I started taking pictures, not knowing how long they would allow me to. I sensed that it wouldn’t be long, so with my two cameras I took pictures of everything that I could see.
What immediately caught my attention was how young they all were; although they were malnourished and skinny, you could clearly see that many of them were in their twenties. That impacted me a lot, there were more young people than I expected to see.
From the first moment, I realised their state of malnutrition, and I could see the tension in their face, because they did not know what was going to happen, nor where they were being moved to. They tried very hard to listen, but they were inattentive, trying to look at every side, maybe looking for familiar faces. They were sitting on the floor, with handcuffs pairing them with another prisoner.
They all had the “kit” which the Ministry of Prisons gave to the inmates: a cup and a cover-less plastic container for food. Many of them did not have shoes, their clothing fit them all quite loosely. Some of them wore surgical masks, which indicated that they were infected with tuberculosis.
The National Guard arrived and formed a tunnel on one of the courts, where the inspections would take place, before getting on the buses. Within the tunnel, the inmates being inspected started to undress completely.
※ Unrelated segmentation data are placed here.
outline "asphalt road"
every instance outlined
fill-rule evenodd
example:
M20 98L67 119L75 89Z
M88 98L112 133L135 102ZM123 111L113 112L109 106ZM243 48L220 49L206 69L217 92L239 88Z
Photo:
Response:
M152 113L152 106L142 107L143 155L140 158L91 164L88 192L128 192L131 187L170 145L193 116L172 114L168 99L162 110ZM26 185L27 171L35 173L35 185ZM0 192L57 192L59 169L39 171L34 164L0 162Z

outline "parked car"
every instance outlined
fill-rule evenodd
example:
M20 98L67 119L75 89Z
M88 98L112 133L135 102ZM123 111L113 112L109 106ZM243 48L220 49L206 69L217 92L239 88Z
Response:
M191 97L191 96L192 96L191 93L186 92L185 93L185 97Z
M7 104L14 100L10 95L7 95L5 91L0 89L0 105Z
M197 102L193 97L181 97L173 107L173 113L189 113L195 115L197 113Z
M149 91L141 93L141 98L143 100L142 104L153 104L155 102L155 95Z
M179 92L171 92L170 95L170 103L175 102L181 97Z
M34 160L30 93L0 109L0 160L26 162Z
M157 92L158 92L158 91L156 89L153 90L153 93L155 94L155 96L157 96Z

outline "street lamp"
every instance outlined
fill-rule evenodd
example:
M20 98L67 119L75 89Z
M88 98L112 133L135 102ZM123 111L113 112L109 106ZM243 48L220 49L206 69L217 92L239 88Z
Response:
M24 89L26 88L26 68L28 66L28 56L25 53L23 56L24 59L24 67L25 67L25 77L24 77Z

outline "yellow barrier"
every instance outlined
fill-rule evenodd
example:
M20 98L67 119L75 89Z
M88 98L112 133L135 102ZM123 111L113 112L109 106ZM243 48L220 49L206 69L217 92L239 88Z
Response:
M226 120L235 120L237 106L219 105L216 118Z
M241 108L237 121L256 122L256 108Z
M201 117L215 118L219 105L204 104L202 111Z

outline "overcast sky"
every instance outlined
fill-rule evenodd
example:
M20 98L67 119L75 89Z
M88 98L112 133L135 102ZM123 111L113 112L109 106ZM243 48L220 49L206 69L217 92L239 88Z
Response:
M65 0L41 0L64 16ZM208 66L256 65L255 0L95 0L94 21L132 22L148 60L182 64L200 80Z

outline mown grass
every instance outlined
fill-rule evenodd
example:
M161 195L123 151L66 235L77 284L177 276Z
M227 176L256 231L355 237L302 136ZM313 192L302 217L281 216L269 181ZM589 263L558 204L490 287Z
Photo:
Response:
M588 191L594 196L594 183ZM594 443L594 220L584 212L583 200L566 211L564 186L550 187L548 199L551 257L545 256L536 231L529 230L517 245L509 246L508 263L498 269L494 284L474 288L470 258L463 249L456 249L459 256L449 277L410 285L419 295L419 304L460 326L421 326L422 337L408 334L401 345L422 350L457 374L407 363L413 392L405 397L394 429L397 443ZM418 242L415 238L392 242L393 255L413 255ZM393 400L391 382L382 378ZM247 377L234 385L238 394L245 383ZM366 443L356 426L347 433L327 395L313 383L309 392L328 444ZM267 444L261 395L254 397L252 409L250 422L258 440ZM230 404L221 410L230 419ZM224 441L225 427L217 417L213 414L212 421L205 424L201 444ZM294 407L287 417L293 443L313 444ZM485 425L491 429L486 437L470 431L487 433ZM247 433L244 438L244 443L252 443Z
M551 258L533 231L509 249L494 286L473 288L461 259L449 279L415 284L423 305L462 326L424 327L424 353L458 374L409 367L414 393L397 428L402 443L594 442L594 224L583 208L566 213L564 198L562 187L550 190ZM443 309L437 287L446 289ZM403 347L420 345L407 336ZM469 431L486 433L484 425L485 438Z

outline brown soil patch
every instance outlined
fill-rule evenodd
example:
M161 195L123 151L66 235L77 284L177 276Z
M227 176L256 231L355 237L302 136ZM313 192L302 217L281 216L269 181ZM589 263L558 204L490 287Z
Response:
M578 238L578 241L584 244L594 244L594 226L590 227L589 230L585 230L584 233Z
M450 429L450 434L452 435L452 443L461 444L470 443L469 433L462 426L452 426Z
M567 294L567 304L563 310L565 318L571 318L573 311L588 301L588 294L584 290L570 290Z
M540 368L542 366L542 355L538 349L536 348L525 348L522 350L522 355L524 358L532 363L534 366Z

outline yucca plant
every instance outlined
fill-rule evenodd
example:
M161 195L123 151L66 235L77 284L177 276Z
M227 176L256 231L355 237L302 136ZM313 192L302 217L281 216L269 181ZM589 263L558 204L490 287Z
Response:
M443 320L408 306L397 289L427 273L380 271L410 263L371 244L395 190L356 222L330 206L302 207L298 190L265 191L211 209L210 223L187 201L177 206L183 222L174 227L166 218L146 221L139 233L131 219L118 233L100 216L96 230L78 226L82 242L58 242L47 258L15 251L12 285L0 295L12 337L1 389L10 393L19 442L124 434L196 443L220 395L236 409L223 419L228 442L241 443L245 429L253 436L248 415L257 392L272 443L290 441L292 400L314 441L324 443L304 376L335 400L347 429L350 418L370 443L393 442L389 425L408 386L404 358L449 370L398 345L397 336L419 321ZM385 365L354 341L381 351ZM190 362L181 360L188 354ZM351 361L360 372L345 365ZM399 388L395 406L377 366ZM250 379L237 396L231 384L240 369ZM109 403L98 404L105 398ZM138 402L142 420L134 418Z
The first inmate who was being inspected, who was not handcuffed at another prisoner, started to take off his clothes. It was at that moment that I really understood what these people had experienced. The image I saw reminded me of photographs from German concentration camps, during the Second World War, of the extermination camps in Bosnia, but it was incredible that this happened here, in Venezuela, inside a prison, and that those responsible were other prisoners.
I stayed there taking pictures of that man, who only had two t-shirts, his pants, a Bermuda shorts, an underpants and some plastic Croc shoes. Apart from his cup and container, he was clinging to a Bible. His countenance was sad, worn, but his gaze was deep. I saw his name on the container: Jerson Ronaldo. So, I decided to stay and take pictures of him, and so I did until he got onto the bus. Then I continued taking pictures of everything that I could, other inmates who were boarding the bus and the National Guard checking them on the inside. When that bus was full, I received an order to leave the courtyard.
Two and a half hours later, the buses were ready to go. That is when I left and took a picture of the family members, who were waiting at the prison doors. Most of them were women: mothers, wives, sisters of some of the prisoners.
They needed news: their loved ones had been in PGV and they still didn’t know if they had survived the terrible Franklin Masacre.
Since the age of 10 when his father gives him a Kodak Brownie Fiesta, Carlos Hernandez has not stopped photographing everything that surrounds him, mainly people.
He worked as a photojournalist in newspapers and news agencies, where he learned how to cope with uncontrolled and adverse conditions.
At the end of the 1990s, accompanied by a judge, he participated in the nocturnal inspection of the most notorious jail in Venezuela at the moment: the Catia Flores, famous for its brutal overcrowding. Witnessing his demolition, Carlos knew however that without a thorough reform of the judicial system, this would not change anything.
Twenty years later, after having photographed the prisoners who escaped the horror of the General Penitentiary of Venezuela and his Franklin Masacre, Carlos remains convinced that nothing has changed in the Venezuelan judicial system.